HMDs and AR glasses are expected to be the next generation communication devices to replace smartphones. There are many prototypes and early products using several display devices. Various display devices have been proposed, including LCD, micro OLED, Laser Beam Scan (LBS), LED LCOS, and Laser LCOS. LCD is one of the major display device for VR HMDs, however, it is very heavy and has a limitation to pixel density. Furthermore, although the laser-based display devices are compact and can achieve high brightness, the image quality of the display is not excellent because of speckle noise, one of the specific issue of laser-based display. Micro OLED and LED LCOS are at a high level of technological maturity and widely used to HMDs, but their brightness is not enough to the outdoor AR. Micro LED has been attracting a lot of attention as a display device to solve disadvantages in other display devices.
We have developed full color micro LED, "Silicon-Display", and demonstrated the first prototype with 1,053 ppi. Figure 1 shows the process-flow of Silicon Display, RGB full-color micro LEDs using color conversion. Blue micro LEDs are formed on a sapphire substrate and one LED array contains 352 x 198 micro LED dies of 24 um x 8 um in size. The cathode (N-type electrode) and anode (P-type electrode) are fabricated for each micro LED die to apply driving voltage independently to each die. LSI with the circuit driving the LEDs is fabricated on Si wafer. The Au bump electrodes are fabricated in accordance with the pitch of the LED dies. LED and LSI chips are divided into chips, and then LED chip is bonded to LSI chip with Au electrodes. After that, the sapphire substrate of the LED is removed by laser lift-off, resulting in a blue monochromatic micro LED display. QDs (Quantum Dots) are patterned on LED dies to generate red and green emission.

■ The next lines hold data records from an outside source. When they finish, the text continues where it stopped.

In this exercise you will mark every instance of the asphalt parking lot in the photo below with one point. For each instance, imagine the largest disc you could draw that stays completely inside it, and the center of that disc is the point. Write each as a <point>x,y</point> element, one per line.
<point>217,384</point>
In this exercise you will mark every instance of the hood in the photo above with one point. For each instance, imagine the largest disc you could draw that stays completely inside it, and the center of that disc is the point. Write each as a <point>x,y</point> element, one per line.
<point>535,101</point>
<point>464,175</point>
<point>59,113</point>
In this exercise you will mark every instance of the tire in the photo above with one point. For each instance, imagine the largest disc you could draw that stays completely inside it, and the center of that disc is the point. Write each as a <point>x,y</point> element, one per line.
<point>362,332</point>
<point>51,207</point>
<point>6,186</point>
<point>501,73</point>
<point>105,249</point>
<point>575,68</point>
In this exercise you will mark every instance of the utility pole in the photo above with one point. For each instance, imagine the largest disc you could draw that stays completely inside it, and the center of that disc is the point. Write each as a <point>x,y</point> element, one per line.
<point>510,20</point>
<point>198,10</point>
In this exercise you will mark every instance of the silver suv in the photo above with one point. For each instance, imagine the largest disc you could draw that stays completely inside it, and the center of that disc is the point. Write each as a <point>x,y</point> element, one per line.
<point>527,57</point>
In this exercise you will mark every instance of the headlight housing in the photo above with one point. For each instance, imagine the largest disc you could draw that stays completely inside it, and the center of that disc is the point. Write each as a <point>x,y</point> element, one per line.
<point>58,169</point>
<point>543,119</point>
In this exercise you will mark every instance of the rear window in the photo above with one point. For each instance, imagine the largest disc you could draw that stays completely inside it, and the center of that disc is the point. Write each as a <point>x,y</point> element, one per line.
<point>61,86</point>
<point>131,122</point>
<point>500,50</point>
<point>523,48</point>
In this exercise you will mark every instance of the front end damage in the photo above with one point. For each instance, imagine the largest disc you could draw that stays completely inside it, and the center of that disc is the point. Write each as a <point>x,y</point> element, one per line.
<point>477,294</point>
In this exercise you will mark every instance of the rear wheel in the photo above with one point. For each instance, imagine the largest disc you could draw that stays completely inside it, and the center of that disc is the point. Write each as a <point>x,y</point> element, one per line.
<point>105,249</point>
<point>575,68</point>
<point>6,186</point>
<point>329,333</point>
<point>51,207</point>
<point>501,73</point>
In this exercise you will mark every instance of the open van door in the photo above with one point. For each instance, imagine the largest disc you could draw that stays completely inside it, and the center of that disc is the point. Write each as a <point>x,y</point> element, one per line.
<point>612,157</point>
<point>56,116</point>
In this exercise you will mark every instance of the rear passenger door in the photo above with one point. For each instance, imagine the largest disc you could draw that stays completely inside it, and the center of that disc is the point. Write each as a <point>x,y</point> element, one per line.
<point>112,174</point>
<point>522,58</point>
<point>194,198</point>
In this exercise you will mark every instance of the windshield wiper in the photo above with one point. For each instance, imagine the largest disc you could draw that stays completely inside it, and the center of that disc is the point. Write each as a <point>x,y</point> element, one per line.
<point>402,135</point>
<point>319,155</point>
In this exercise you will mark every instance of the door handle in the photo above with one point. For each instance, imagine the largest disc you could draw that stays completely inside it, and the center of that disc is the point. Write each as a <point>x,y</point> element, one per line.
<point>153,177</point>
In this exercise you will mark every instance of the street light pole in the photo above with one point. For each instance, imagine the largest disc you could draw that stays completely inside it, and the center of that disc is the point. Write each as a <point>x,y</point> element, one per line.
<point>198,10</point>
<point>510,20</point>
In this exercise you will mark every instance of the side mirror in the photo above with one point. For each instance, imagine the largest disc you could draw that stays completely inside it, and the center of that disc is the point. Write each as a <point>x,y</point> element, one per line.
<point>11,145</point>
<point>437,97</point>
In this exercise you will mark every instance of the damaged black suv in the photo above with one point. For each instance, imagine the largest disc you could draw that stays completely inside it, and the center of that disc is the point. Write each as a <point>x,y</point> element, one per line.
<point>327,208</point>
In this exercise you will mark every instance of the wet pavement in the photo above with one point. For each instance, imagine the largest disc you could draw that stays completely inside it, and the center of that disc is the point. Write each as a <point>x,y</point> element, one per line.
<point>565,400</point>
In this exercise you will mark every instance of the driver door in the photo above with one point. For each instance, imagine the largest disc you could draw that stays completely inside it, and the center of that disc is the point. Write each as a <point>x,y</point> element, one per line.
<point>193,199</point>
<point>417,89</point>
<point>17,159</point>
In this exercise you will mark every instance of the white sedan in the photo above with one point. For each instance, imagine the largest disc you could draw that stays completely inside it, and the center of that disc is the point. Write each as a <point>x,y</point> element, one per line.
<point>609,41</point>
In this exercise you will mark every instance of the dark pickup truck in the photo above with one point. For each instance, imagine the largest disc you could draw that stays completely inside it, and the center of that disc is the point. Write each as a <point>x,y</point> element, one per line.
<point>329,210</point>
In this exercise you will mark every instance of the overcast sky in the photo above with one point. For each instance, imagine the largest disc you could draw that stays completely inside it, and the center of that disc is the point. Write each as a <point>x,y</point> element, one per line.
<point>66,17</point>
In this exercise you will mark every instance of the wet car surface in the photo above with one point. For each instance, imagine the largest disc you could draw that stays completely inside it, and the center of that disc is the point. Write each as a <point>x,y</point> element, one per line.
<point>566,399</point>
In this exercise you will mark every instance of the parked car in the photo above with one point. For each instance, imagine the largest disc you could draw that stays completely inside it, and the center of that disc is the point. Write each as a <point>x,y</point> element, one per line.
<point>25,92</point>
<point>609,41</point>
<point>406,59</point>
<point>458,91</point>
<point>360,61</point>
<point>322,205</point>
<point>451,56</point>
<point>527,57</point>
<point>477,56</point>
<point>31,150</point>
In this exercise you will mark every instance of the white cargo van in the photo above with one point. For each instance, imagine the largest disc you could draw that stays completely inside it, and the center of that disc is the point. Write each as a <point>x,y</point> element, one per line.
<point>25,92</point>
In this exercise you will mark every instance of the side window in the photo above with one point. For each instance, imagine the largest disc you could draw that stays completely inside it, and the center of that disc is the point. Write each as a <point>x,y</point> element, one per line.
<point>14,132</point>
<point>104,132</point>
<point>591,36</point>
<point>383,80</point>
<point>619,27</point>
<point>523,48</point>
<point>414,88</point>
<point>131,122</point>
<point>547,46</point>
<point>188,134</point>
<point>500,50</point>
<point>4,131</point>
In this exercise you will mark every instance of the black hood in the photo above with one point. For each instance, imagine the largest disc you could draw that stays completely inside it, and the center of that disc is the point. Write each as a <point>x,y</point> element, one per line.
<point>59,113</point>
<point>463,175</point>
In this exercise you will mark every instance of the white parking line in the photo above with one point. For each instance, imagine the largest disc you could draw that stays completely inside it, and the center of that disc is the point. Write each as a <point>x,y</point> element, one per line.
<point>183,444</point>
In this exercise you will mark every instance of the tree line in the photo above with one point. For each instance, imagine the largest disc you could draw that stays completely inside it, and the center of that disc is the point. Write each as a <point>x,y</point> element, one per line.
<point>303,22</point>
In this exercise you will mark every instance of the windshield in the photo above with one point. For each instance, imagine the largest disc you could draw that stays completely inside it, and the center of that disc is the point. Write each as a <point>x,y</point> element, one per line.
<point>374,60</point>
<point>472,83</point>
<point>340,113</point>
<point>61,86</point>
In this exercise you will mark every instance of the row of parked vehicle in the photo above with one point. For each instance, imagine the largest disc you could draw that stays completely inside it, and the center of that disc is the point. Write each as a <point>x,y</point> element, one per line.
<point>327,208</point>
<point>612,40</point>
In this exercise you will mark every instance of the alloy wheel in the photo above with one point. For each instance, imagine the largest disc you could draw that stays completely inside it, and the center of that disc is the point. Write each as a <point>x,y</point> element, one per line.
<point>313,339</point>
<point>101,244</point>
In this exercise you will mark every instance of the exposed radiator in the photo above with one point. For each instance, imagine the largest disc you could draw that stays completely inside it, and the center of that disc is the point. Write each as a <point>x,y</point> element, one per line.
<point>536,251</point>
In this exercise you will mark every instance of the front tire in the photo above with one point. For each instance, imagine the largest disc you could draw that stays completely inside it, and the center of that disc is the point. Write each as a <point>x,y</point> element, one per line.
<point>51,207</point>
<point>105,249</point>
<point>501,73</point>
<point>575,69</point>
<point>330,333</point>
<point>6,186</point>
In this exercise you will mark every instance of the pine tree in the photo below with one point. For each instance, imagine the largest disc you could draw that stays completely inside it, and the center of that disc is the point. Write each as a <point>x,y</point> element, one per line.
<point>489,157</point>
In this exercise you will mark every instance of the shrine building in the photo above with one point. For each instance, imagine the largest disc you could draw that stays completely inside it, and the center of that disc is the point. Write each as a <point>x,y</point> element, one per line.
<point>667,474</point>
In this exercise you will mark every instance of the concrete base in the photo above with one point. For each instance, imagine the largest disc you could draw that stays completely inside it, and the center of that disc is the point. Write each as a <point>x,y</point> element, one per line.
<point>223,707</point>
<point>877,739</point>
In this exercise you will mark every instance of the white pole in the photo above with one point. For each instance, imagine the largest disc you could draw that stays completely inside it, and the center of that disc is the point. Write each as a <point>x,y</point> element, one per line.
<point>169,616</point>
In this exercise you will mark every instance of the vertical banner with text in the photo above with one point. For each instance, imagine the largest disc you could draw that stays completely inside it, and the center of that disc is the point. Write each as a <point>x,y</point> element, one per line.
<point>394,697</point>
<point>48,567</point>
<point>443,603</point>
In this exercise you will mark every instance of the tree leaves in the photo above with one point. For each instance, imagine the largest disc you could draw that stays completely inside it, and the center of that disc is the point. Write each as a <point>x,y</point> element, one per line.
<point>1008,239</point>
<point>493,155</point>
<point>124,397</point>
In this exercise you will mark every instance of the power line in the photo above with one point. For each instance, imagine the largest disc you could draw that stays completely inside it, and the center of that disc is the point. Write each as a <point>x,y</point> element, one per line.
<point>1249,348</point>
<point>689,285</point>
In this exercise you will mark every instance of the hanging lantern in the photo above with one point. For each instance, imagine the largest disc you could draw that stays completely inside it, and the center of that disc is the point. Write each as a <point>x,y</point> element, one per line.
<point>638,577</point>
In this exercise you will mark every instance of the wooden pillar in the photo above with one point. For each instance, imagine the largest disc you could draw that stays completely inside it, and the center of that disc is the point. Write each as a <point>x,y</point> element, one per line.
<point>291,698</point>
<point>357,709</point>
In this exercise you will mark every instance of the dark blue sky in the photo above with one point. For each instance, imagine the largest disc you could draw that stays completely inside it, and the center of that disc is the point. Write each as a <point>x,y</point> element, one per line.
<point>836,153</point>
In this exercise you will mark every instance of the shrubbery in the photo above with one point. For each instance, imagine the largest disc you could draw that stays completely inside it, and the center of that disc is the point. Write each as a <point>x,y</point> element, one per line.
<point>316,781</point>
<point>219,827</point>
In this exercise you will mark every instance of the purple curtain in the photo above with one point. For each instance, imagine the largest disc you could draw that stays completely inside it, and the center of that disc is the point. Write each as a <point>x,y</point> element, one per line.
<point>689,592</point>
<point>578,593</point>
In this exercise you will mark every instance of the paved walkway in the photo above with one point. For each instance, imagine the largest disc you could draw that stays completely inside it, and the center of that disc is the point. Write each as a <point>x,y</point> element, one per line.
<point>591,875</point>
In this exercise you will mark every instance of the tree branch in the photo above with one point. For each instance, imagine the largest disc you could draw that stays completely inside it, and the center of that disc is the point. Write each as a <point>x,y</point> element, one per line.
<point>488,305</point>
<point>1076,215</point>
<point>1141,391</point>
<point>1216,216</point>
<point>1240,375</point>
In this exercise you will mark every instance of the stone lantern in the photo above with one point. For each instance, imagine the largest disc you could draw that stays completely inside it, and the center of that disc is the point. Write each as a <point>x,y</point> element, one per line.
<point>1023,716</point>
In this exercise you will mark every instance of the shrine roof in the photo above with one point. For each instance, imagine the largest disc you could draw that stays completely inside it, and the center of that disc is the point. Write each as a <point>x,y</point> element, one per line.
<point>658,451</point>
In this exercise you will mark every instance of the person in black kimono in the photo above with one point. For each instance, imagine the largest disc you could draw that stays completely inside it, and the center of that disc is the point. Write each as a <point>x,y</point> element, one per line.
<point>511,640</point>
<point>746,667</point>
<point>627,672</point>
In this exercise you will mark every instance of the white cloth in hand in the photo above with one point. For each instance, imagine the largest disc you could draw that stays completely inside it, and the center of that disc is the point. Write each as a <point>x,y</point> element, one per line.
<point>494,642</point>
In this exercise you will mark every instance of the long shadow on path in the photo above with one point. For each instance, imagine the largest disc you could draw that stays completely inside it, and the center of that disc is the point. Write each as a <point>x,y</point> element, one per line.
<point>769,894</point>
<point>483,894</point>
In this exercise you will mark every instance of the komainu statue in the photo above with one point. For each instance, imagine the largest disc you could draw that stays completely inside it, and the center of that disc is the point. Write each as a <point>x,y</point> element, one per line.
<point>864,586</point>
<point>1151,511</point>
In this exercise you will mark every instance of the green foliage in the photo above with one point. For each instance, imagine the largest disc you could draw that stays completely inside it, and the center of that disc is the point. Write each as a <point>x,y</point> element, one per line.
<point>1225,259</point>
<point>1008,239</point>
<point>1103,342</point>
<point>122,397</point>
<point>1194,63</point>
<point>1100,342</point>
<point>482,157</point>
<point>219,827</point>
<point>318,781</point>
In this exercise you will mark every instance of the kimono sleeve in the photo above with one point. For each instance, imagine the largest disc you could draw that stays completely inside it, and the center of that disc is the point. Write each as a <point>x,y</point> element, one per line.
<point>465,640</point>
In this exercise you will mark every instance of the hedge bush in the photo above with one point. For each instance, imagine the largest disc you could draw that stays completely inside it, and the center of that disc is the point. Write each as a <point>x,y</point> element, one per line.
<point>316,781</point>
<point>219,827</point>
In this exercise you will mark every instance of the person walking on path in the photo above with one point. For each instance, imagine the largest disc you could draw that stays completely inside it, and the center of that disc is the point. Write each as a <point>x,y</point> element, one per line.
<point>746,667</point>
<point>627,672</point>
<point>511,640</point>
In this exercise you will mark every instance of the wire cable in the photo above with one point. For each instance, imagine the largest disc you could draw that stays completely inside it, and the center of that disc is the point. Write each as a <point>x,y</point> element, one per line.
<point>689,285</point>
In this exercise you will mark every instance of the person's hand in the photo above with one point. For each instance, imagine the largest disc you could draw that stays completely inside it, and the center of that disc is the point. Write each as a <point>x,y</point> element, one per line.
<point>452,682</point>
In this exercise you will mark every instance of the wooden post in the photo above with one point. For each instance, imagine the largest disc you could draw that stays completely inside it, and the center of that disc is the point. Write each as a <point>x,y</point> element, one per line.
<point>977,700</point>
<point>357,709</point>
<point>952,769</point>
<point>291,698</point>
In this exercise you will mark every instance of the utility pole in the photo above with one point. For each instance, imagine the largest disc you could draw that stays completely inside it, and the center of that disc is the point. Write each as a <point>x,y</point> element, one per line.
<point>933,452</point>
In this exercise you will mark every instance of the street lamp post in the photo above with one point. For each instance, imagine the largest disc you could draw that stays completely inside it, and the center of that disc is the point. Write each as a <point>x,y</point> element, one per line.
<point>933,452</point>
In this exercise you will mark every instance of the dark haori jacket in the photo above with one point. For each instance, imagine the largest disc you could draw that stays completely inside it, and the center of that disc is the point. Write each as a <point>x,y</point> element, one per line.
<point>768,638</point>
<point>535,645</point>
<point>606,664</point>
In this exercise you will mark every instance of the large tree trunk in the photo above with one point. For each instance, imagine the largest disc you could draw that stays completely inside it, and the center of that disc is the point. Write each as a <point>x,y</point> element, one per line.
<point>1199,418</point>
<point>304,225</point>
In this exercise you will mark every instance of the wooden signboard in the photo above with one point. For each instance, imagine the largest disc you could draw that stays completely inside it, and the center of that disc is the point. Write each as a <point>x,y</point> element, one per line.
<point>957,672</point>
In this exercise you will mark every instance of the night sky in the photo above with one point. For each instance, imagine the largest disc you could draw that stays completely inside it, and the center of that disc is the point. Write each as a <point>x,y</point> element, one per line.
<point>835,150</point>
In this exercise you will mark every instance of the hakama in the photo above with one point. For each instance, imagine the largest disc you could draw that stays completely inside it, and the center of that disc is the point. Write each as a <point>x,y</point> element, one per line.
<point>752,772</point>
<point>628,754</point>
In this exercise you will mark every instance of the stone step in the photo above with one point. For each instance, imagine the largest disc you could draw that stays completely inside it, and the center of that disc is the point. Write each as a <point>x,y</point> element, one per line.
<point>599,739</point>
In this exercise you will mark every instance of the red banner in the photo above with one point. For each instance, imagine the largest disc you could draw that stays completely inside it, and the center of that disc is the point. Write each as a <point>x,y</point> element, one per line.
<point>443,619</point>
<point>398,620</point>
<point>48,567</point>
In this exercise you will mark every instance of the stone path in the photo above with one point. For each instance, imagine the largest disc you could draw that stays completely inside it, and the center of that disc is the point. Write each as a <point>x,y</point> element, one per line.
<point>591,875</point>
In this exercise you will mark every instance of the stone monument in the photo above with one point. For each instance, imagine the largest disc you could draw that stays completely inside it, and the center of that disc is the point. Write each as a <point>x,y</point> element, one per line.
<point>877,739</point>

Figure 2 shows a schematic diagram of a pixel structure including RGB sub-pixels. To convert blue emission from LEDs to green and red, QDs are fabricated. Color filters are fabricated on the top surface of the QDs to improve color reproducibility. Light shielding walls (LSWs) are also fabricated to prevent optical cross talk.
We developed the 1,053 ppi prototype, however, there is a strong demand for higher resolution for the practical AR application. Therefore, we have been working on a 3,600 ppi prototype. Figure 3 shows the difference between 1,053 ppi and 3,600 ppi. The small size of micro LED dies makes brightness low due to small active emission area. To solve this problem, we designed and applied the common cathode structure. The area of micro LEDs contributing to light emission in one pixel was improved from 23% to 38%. As a result, brightness of 11 knits was achieved.
The current brightness is not sufficient for outdoor AR applications. We plan to improve the brightness furthermore by improving the QD performance and the LSW structure.